TOUS LES MATINS DU MONDE DE P. QUIGNARD ET A. CORNEAU
« Moi je pense que les deux artistes sont d’égale importance : contradictoires mais complémentaires. » En quoi cette affirmation d’Alain Corneau éclaire-t-elle votre lecture du roman et du film ?
I. Deux personnages d’égale importance
1) Deux artistes fondés sur l’entremêlement entre l’Histoire et la fiction
Sainte Colombe et Marin Marais sont d’abord deux personnages historiques :
Ainsi, pour établir le portrait de Marin Marais, Pascal Quignard disposait de peu de liberté. On sait en effet, d’après les éléments biographiques d’Evrard Titon du Tillet, que le musicien est né le 31 mai 1656. Issu d’une famille de cordonnier, il devient enfant de chœur à Saint-Germain-l’Auxerrois. A seize ans, il quitte cette fonction et tente de se perfectionner à la viole auprès de Sainte Colombe. Il ne reste que six mois son élève, avant d’entrer dans l’orchestre de l’Académie royale de musique. A vingt ans, il joue à la cour. Il se marie et aura dix-neuf enfants. En 1679, il est nommé « Ordinaire de la Musique de la Chambre du Roi ». Il compose divers opéras et mène une carrière de musicien pendant quarante ans, publiant, de 1686 à 1725, cinq livres de pièces pour viole. Vers 1704, il devient chef d’orchestre à l’Opéra. Il meurt en 1728.
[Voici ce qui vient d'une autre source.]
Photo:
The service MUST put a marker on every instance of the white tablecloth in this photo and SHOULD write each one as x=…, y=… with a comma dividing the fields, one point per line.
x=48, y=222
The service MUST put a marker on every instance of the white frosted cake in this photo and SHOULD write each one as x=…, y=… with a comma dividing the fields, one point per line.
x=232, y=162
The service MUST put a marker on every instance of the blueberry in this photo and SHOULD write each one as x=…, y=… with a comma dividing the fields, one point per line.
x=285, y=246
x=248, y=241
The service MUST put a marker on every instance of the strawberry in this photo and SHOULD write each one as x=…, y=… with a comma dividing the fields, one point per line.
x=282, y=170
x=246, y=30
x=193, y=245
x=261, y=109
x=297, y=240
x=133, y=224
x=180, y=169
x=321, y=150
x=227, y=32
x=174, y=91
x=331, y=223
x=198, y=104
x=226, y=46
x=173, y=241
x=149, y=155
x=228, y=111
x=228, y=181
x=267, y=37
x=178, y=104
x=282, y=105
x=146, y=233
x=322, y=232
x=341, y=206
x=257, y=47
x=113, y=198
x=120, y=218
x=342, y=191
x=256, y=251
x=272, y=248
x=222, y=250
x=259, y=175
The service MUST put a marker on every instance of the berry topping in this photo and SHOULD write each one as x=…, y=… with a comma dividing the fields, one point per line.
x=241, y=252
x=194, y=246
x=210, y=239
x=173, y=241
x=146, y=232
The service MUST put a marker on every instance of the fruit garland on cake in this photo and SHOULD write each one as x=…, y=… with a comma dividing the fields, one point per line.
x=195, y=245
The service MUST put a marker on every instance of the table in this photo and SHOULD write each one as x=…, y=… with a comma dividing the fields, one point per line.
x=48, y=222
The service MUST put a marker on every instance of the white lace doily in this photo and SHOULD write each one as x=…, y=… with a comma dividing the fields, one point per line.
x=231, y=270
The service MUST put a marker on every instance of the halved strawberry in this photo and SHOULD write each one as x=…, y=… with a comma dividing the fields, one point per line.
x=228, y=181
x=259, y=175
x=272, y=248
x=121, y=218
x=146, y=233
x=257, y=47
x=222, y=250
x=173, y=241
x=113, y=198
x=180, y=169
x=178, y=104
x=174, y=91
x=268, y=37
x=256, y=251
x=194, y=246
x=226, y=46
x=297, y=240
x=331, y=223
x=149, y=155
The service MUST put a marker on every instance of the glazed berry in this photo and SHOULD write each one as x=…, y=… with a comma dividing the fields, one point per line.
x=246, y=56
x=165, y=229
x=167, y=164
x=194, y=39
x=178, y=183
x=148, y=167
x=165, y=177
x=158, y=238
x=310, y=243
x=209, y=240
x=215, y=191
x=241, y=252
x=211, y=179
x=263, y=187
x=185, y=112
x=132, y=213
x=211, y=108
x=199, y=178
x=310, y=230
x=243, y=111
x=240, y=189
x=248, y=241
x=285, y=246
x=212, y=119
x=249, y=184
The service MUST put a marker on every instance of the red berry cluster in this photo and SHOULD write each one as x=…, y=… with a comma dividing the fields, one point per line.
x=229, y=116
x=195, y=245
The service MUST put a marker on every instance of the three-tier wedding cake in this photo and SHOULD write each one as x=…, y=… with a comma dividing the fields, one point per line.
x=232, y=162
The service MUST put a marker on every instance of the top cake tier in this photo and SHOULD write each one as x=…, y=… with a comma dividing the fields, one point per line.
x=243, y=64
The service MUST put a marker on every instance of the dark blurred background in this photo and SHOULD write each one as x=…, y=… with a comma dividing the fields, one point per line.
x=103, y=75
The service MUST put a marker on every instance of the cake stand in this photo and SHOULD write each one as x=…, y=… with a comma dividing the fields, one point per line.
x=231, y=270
Concernant le personnage de Sainte Colombe, les éléments biographiques, moins nombreux il est vrai, dont dispose Pascal Quignard en 1991 se réduisent à la notice de Titon du Tillet parue dans Le Parnasse français en 1732. Celle-ci indique que Sainte Colombe, maître de Marin Marais, préféra s’effacer devant ce dernier : « Sainte Colombe fut le maître de Marais ; mais s’étant aperçu au bout de six mois que son élève pouvait le surpasser, il lui dit qu’il n’avait plus rien à lui montrer. » Du Tillet mentionne également la cabane dans le mûrier, ainsi que les concerts donnés par Sainte Colombe avec « deux de ses filles ». Ce sont les seuls éléments dont dispose Quignard.